El mendigo ciego que había jurado no recibir ninguna limosna que no estuviera acompañada de una bofetada, refirió al Califa su historia:
-Comendador de los Creyentes, he nacido en Bagdad. Con la herencia de mis padres y con mi trabajo, compré ochenta camellos que alquilaba a los mercaderes de las caravanas que se dirigían a las ciudades y a los confines de tu dilatado imperio.
Una tarde que volvía de Bassorah con mi recua vacía, me detuve para que pastaran los camellos; los vigilaba, sentado a la sombra de un árbol, ante una fuente, cuando llegó un derviche que iba a pie a Bassorah. Nos saludamos, sacamos nuestras provisiones y nos pusimos a comer fraternalmente. El derviche, mirando mis numerosos camellos, me dijo que no lejos de ahí, una montaña recelaba un tesoro tan infinito que aun después de cargar de joyas y de oro los ochenta camellos, no se notaría mengua en él. Arrebatado de gozo me arrojé al cuello del derviche y le rogué que me indicara el sitio, ofreciendo darle en agradecimiento un camello cargado. El derviche entendió que la codicia me hacía perder el buen sentido y me contestó:
-Hermano, debes comprender que tu oferta no guarda proporción con la fineza que esperas de mí. Puedo no hablarte más del tesoro y guardar mi secreto. Pero te quiero bien y te haré una proposición más cabal. Iremos a la montaña del tesoro y cargaremos los ochenta camellos; me darás cuarenta y te quedarás con otros cuarenta, y luego nos separaremos, tomando cada cual su camino.
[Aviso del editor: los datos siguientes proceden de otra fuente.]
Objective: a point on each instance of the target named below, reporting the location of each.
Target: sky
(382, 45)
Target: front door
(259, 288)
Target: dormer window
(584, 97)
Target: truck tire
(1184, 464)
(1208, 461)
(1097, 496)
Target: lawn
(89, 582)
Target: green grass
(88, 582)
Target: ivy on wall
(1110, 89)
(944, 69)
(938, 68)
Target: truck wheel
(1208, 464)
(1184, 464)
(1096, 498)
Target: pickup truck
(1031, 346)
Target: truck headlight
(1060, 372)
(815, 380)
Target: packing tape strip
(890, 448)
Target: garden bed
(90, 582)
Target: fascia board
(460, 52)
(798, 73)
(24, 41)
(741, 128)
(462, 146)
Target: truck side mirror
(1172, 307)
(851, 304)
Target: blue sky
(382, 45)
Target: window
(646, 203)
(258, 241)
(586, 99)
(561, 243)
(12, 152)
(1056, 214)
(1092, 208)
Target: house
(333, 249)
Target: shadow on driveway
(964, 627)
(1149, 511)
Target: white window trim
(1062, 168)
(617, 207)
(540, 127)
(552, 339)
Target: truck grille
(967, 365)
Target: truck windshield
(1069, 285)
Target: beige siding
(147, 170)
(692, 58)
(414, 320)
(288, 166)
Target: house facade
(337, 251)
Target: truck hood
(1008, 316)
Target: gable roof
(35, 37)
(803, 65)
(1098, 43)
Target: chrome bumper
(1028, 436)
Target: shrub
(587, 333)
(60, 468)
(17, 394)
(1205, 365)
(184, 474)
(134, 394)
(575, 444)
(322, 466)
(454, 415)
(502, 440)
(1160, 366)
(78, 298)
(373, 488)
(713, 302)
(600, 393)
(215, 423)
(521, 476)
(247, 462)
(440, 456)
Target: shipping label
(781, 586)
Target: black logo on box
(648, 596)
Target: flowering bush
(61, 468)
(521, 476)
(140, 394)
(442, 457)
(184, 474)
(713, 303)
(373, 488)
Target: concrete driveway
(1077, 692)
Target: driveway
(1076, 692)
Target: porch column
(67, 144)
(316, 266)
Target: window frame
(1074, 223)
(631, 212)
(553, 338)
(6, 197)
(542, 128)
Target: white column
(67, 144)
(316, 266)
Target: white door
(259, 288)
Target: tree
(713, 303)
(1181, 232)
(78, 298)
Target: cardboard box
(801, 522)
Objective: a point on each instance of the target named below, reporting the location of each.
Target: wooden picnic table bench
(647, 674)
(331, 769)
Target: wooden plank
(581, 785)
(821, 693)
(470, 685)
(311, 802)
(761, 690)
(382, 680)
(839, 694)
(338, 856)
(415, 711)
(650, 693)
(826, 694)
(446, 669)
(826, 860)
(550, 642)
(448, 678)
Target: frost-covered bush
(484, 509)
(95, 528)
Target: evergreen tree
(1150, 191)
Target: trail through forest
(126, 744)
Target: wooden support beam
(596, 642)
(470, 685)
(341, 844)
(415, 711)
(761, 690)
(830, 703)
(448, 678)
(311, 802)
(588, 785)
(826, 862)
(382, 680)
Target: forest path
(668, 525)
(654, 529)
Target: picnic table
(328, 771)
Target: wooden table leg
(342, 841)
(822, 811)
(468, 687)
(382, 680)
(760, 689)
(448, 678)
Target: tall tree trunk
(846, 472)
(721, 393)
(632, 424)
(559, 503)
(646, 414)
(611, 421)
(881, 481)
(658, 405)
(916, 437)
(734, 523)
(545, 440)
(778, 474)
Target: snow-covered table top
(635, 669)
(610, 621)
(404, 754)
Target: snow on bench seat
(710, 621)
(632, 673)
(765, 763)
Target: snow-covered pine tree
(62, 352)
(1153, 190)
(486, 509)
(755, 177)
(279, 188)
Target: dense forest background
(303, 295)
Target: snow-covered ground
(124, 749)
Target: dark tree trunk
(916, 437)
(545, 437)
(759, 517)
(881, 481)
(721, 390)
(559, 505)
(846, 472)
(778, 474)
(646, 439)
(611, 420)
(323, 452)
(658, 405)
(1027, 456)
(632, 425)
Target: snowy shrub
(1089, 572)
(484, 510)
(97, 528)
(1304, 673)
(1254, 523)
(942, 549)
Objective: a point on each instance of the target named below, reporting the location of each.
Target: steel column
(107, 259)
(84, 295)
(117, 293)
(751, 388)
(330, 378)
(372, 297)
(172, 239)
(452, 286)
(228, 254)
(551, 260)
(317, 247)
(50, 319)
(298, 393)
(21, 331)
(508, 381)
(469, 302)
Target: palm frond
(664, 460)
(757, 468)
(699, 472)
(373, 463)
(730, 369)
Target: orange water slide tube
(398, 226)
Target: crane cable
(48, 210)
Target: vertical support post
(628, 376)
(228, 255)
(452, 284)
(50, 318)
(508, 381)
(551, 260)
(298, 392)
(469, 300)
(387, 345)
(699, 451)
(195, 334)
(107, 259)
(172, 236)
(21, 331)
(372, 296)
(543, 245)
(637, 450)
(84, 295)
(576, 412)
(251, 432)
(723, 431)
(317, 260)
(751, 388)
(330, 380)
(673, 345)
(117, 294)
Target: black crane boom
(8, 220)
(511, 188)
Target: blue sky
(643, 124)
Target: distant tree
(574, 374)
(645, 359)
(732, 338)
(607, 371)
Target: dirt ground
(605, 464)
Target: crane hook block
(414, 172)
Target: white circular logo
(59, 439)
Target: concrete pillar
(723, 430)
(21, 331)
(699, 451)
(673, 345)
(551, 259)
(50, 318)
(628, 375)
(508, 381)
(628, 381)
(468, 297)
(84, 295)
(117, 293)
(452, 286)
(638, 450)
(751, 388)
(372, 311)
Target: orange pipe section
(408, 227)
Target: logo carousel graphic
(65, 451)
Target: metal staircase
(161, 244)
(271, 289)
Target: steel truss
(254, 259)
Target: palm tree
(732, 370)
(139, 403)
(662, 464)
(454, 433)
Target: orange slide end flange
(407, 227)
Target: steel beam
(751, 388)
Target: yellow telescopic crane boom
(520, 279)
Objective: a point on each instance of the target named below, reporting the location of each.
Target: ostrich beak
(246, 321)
Esta proposición razonable me pareció durísima, veía como un quebranto la pérdida de los cuarenta camellos y me escandalizaba que el derviche, un hombre harapiento, fuera no menos rico que yo. Accedí, sin embargo, para no arrepentirme hasta la muerte de haber perdido esa ocasión.
Reuní los camellos y nos encaminamos a un valle rodeado de montañas altísimas, en el que entramos por un desfiladero tan estrecho que sólo un camello podía pasar de frente.
El derviche hizo un haz de leña con las ramas secas que recogió en el valle, lo encendió por medio de unos polvos aromáticos, pronunció palabras incomprensibles, y vimos, a través de la humareda, que se abría la montaña y que había un palacio en el centro. Entramos, y lo primero que se ofreció a mi vista deslumbrada fueron unos montones de oro sobre los que se arrojó mi codicia como el águila sobre la presa, y empecé a llenar las bolsas que llevaba.
El derviche hizo otro tanto, noté que prefería las piedras preciosas al oro y resolví copiar su ejemplo. Ya cargados mis ochenta camellos, el derviche, antes de cerrar la montaña, sacó de una jarra de plata una cajita de madera de sándalo que según me hizo ver, contenía una pomada, y la guardó en el seno.
Salimos, la montaña se cerró, nos repartimos los ochenta camellos y valiéndome de las palabras más expresivas le agradecí la fineza que me había hecho, nos abrazamos con sumo alborozo y cada cual tomó su camino.
No había dado cien pasos cuando el numen de la codicia me acometió. Me arrepentí de haber cedido mis cuarenta camellos y su carga preciosa, y resolví quitárselos al derviche, por buenas o por malas. El derviche no necesita esas riquezas -pensé-, conoce el lugar del tesoro; además, está hecho a la indigencia.